Just a fifth of businesses measure whether their employee training and development delivers an effective return on investment, despite six out of 10 HR directors believing they could do so.

Six out of 10 HR directors are convinced that measuring the return on investment of their employee training and development is not only crucial but possible, yet just a fifth of companies actually do as they suggest.

The global analysis by British consultancy Lane4 is more evidence, if more were needed, of the continuing apathy and lack of clout that HR has within many businesses.

More than two thirds of businesses dismissed ROI as difficult to calculate when it came to employee/people development initiatives, with a similar percentage saying they did not have enough resources to make it a reality.

As one media-related HR professional told the researchers: "To be seen as a credible partner to the business and to work collaboratively, HR needs to be able to demonstrate a clearer return on investment that is widely understood rather than spurious measures that sound good but mean very little."

Tom Smith, head of organisational development at Lane4, added: "ROI is something that businesses want and expect from their training programmes.

"Measurement of ROI has invaluable benefits beyond the bottom line including more bespoke people development for your organisation, goal-focused interventions as well as the ability to predict effective investment.

"Despite HRDs being fully aware of these advantages, few are measuring ROI due to a belief that it is too time consuming or difficult to calculate."

The most successful employee development programmes ensured HR initiatives were aligned with business strategy by involving relevant stakeholders as well as identifying the desired ROI (for example saving on recruitment cost by increased retention), the research found.

Financial ROI could be calculated through the use of key performance indicators identified at the beginning of an initiative with relevant stakeholders, it added.

And using goal setting techniques to design interventions through your KPIs to your desired return was also a good idea.


Older Comments

Interesting piece.

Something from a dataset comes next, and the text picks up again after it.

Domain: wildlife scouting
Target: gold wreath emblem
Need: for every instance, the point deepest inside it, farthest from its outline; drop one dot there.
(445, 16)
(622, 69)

As one who is hired by companies to conduct training, I’ve actually offered to measure ROI at no charge the client, just so I could have the data proving the value of the training. Amazingly, the execs said “no, just do the training.” They didn’t want the numbers even if I did all the work at no charge!

So --- I have to wonder . . . is it HR choosing not to do the ROI work, or is it the execs saying “don’t bother”? In which case, it’s kind of like “damned if you do; damned if you don’t.” Could it be that HR doesn’t have any clout because execs don’t want them to have it?